On Thu, Aug 22, 2002 at 10:11:41AM -0700, lcrocker(a)nupedia.com wrote:
The English Wikipedia, and the German one being tested now, are
both ISO-8859-1, not UTF-8. UTF-8 will be needed for Polish and
other languages. There won't be much software change involved;
just telling MySQL to index the right way.
That may in fact involve defining our own new character set for MySQL that
defines the properties of the subset of UTF-8 that covers English, German
and Polish. Or is each Wikipedia going to get its own mysql server? Anyway,
I'll start asking around if something like that not already exists
somewhere.
As for a special notation for accented characters,
I'm not fond
of the idea. Foreign users should have foreign keyboards. Others
should still be able to enter accents by whatever means their OS
and browser allow, and I'm not aware of any that don't have some
feature for it.
All I know at the moment is that the request has been made by a member of
the German community. I don't know how many people asked for it, why they
wanted it or how badly they need it, but I'll ask them.

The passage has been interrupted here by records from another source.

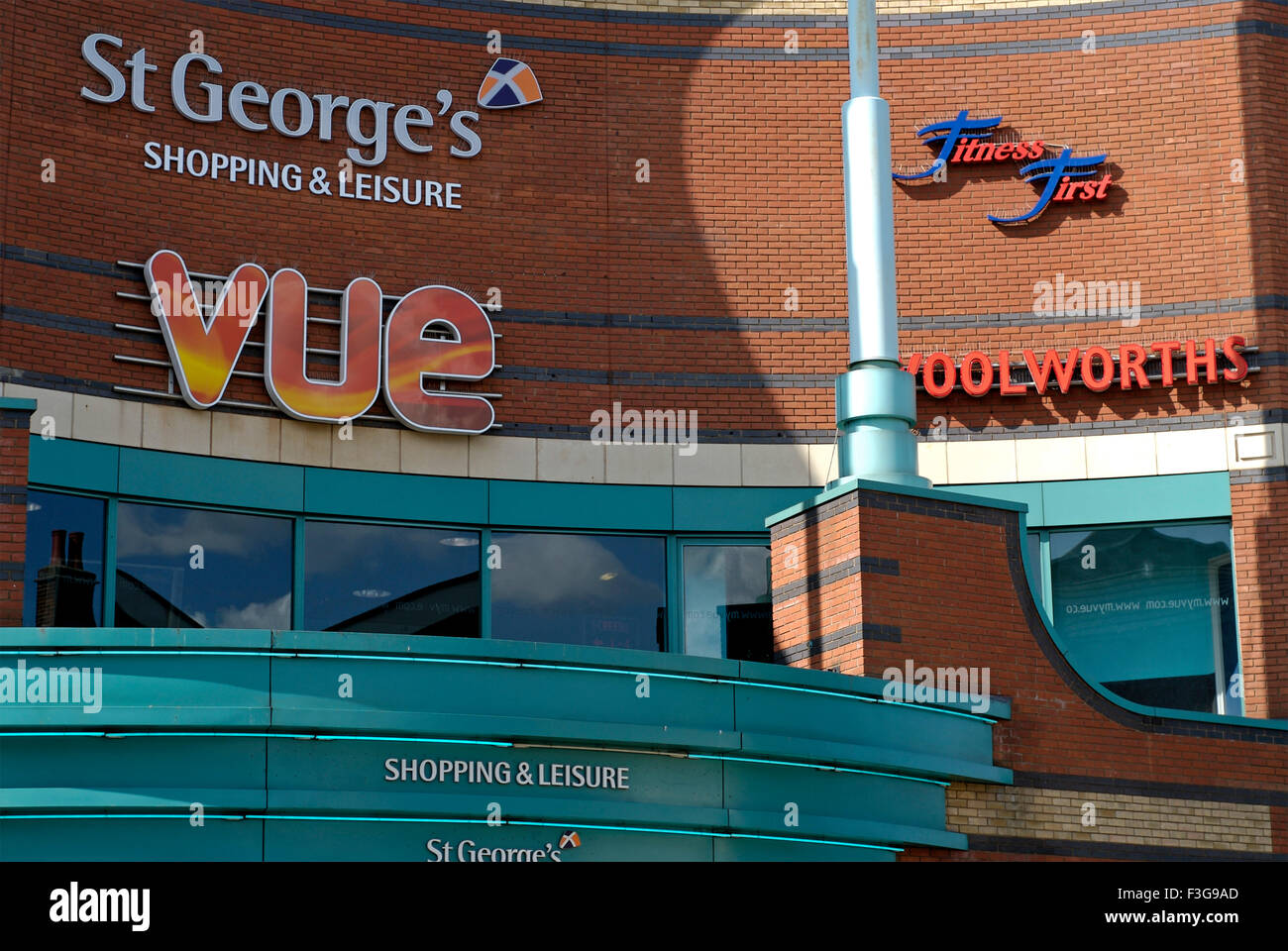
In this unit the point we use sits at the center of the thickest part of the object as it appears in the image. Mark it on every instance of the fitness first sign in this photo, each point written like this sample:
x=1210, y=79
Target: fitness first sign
x=366, y=128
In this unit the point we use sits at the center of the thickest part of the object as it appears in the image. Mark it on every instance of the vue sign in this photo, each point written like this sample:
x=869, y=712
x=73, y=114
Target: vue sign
x=205, y=350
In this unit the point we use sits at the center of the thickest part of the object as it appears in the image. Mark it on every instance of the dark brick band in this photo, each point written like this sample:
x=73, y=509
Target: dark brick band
x=816, y=647
x=850, y=568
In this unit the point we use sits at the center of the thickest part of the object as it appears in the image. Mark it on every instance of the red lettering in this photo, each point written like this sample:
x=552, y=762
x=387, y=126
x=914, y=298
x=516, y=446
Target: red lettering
x=1107, y=369
x=1131, y=361
x=1239, y=367
x=1042, y=373
x=927, y=375
x=1166, y=350
x=986, y=372
x=1192, y=361
x=1008, y=386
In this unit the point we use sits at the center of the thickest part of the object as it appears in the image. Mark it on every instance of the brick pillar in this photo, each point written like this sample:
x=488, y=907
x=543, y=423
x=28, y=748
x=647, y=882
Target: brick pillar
x=1261, y=589
x=862, y=574
x=14, y=425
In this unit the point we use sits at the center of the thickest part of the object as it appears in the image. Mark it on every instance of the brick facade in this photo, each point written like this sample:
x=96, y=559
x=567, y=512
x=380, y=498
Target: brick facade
x=944, y=583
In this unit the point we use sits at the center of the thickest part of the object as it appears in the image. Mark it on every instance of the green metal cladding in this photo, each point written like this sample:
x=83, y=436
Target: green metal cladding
x=721, y=759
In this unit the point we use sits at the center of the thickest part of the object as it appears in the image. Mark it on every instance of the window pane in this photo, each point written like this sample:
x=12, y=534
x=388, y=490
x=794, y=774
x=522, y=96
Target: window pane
x=580, y=589
x=390, y=579
x=1149, y=612
x=193, y=569
x=1034, y=543
x=63, y=574
x=726, y=603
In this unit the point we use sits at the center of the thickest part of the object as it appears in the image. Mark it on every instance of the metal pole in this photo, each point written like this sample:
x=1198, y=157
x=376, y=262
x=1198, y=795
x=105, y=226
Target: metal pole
x=876, y=403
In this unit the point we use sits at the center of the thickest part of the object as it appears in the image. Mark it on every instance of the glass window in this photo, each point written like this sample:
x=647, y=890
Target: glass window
x=608, y=590
x=726, y=607
x=194, y=569
x=63, y=571
x=1149, y=612
x=390, y=579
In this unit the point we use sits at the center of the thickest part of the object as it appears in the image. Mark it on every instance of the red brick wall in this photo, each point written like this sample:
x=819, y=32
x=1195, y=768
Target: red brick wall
x=958, y=596
x=743, y=200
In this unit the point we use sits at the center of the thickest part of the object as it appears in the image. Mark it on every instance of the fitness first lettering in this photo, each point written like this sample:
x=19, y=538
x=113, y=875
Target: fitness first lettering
x=292, y=112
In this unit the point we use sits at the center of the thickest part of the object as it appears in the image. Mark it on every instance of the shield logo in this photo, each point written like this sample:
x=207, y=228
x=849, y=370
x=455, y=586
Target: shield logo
x=507, y=85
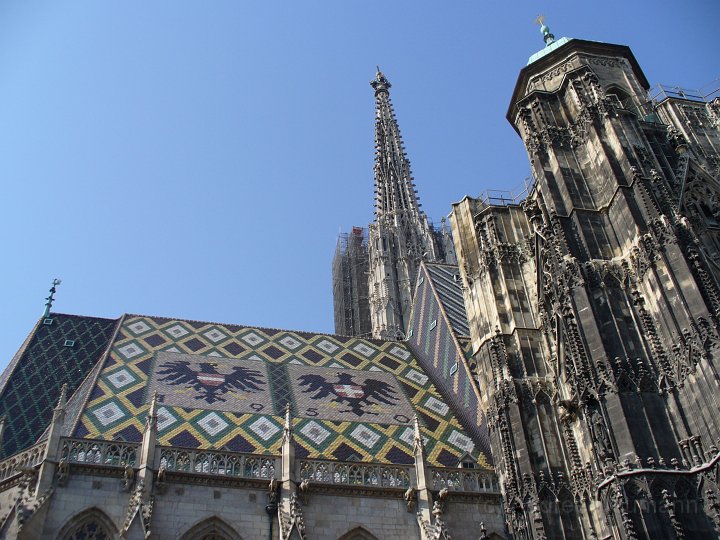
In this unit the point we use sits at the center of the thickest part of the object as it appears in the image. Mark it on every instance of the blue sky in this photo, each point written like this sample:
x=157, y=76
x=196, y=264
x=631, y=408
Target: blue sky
x=197, y=159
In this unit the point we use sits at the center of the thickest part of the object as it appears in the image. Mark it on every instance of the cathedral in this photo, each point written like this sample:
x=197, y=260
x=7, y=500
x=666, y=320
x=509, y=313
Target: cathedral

I'm a bit surprised
that Magnus hasn't brought this up, (I'm not German) but I have the
impression he has been busy lately.
I don't like duplicating effort that should be
already done elsewhere.
The question is not if you would implement it, but only if it would be Ok to
define some hooks so that they can implement it themselves if they wanted
to without changing any common code.
-- Jan Hidders